English writer (1920–2014)

Philip Nicholas Furbank FRSL (/ˈfɜrˌbæŋk/; 23 May 1920 – 27 June 2014) was an English biographer, critic and academic. His most significant biography was the well-received life of his friend E. M. Forster.

== Career ==
Born in Cranleigh in 1920, Furbank, after having attended Reigate Grammar School, entered Emmanuel College, Cambridge. After graduating with a First in English, he served in the army. He became a corporal in the Royal Electrical and Mechanical Engineers and was in Italy in 1945. He returned to Emmanuel as a teaching Fellow in 1947. While in Cambridge Furbank became a close friend of the novelist E. M. Forster, and also of the mathematician Alan Turing, whose literary executor he became.

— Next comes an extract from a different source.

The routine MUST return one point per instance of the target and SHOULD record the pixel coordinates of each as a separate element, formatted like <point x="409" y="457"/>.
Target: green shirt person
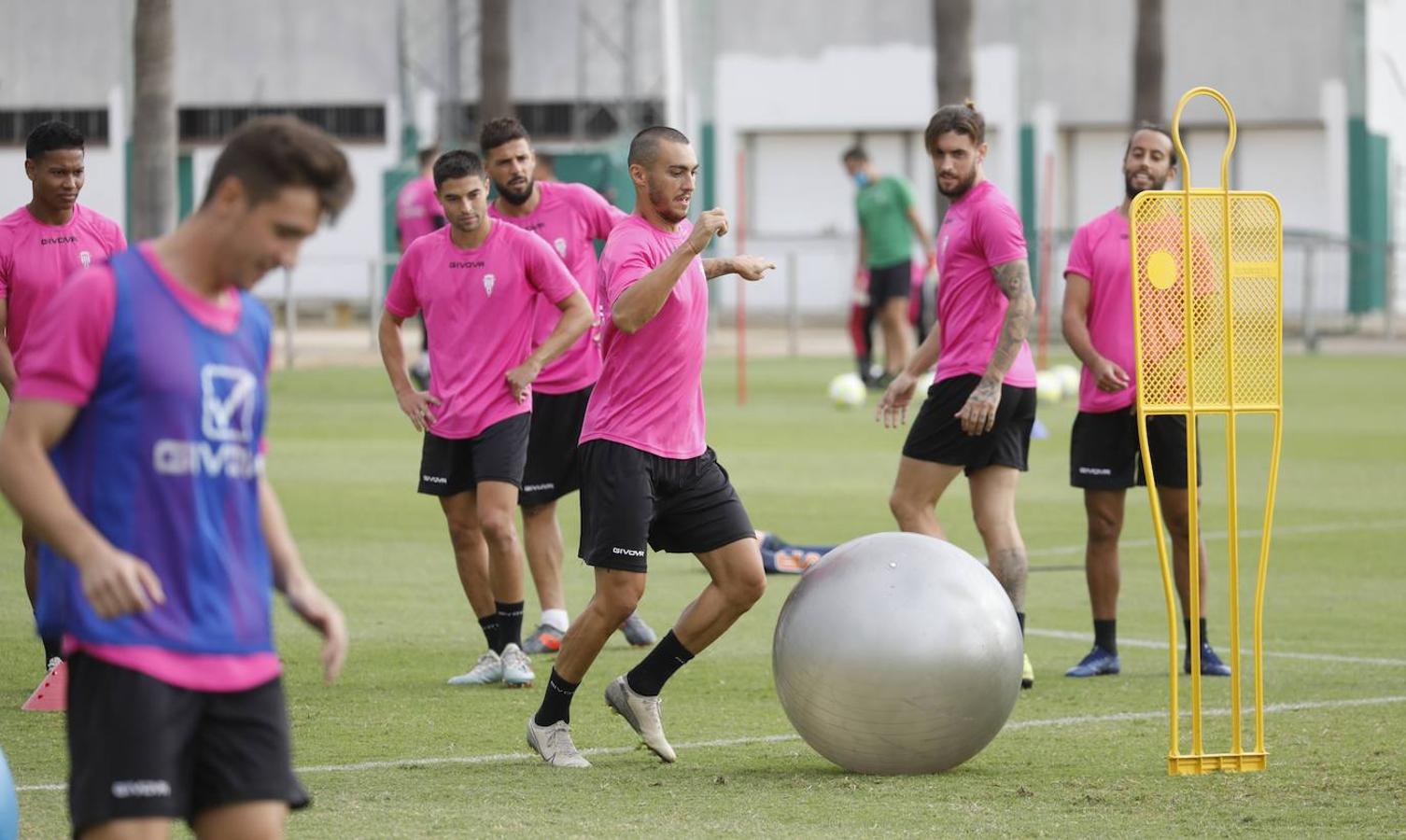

In 1953 Furbank moved to London, where he worked as an editor and a librarian, and contributed book reviews to The Listener. In 1960 he married the poet and critic Patricia Beer. The marriage was dissolved by 1964, when she remarried. In 1972 Furbank became a professor of the Open University,

==Works==
Furbank's best known work is his E. M. Forster: A Life. Forster had recognised that a biography was inevitable and had originally asked the novelist William Plomer to write one. Plomer found it impossible to describe Forster's sexuality and Furbank was asked instead. Forster's old college, King's College, made Furbank a fellow for the two years before Forster's death in 1970 to support the writing, and the biography was published in two volumes in 1977 and 1978.

Furbank won a Truman Capote Award for Literary Criticism for his Diderot: A Critical Biography (1992). He also edited the works of Daniel Defoe and made major contributions to the question of attributions to Defoe in A Critical Bibliography of Daniel Defoe, The Canonisation of Daniel Defoe, and A Political Biography of Daniel Defoe, all co-written with W. R. Owens. Furbank also helped to oversee the publication of Alan Turing's collected works.

Furbank's other works include books on the poet Mallarmé, the painter Poussin, the novelists Samuel Butler and Italo Svevo, and Behalf (1999), a book on political thought.